The company "issued monthly press releases falsely reporting new vehicle sales and falsely touting a 'streak' of uninterrupted monthly year-over-year sales growth, when in fact, the growth streak had been broken in September 2013," the SEC said, noting that the news releases were included in the company's SEC filings.
The company, actually FCA US and its parent FCA, agreed to pay the $40 million civil penalty but did not admit or deny the SEC's findings.
In a news release Friday, the SEC said the Italian-American automaker with its U.S. headquarters in Auburn Hills, north of Detroit, also "inflated new vehicle sales results by paying dealers to report fake vehicle sales and maintaining a database of actual but unreported sales."
The database was often referred to as a “cookie jar," the SEC said.
"In months when the growth streak would have ended or when FCA US fell short of other targets, FCA US dipped into the 'cookie jar' and reported old sales as if they had just occurred," the SEC said.
The sales reporting case is also the subject of a whistleblower lawsuit filed by Reid Bigland, a 22-year company veteran who heads U.S. sales and the Ram truck brand for FCA. Bigland said the company had retaliated against him because he was cooperating with the government investigation into FCA's sales reporting.
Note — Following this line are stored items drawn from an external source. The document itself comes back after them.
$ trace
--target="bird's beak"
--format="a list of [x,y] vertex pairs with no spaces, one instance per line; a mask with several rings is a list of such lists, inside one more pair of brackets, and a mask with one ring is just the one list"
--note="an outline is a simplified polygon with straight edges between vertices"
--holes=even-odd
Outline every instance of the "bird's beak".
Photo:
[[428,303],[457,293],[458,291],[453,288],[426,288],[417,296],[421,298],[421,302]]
Bigland claimed FCA withheld most of his 2018 compensation as punishment and intended to use it to pay fines.
The SEC said accurately reporting sales figures is important.
“New vehicle sales figures provide investors insight into the demand for an automaker’s products, a key factor in assessing the company’s performance,” said Antonia Chion, associate director in the SEC Division of Enforcement. “This case underscores the need for companies to truthfully disclose their key performance indicators.”
FCA released a statement noting its cooperation.
"FCA US cooperated fully in the process to resolve this matter. The company has reviewed and refined its policies and procedures and is committed to maintaining strong controls regarding its sales reporting. The settlement requires a payment of $40 million which will not have a material impact on the financial statements of the company," the company said.
The sales issue came to light in 2016. The Free Press reported at the time that FCA was under scrutiny by the Justice Department and the SEC and that its "impressive sales streak of 75 months of consecutive sales gains actually ended in September 2013."
In his lawsuit, Bigland said he had inherited the sales reporting methodology, which had been in place since the late 1980s, and it was widely known, including by former CEO Sergio Marchionne, who died last year; and Chief Financial Officer Richard Palmer, from whom he had taken direction.
FCA announced in 2016 that it was revising its sales reporting practices, but the company also said that news media reports at the time "mistakenly suggested that potential inaccuracies in the monthly data somehow impact the integrity of FCA’s reported revenues in its financial statements."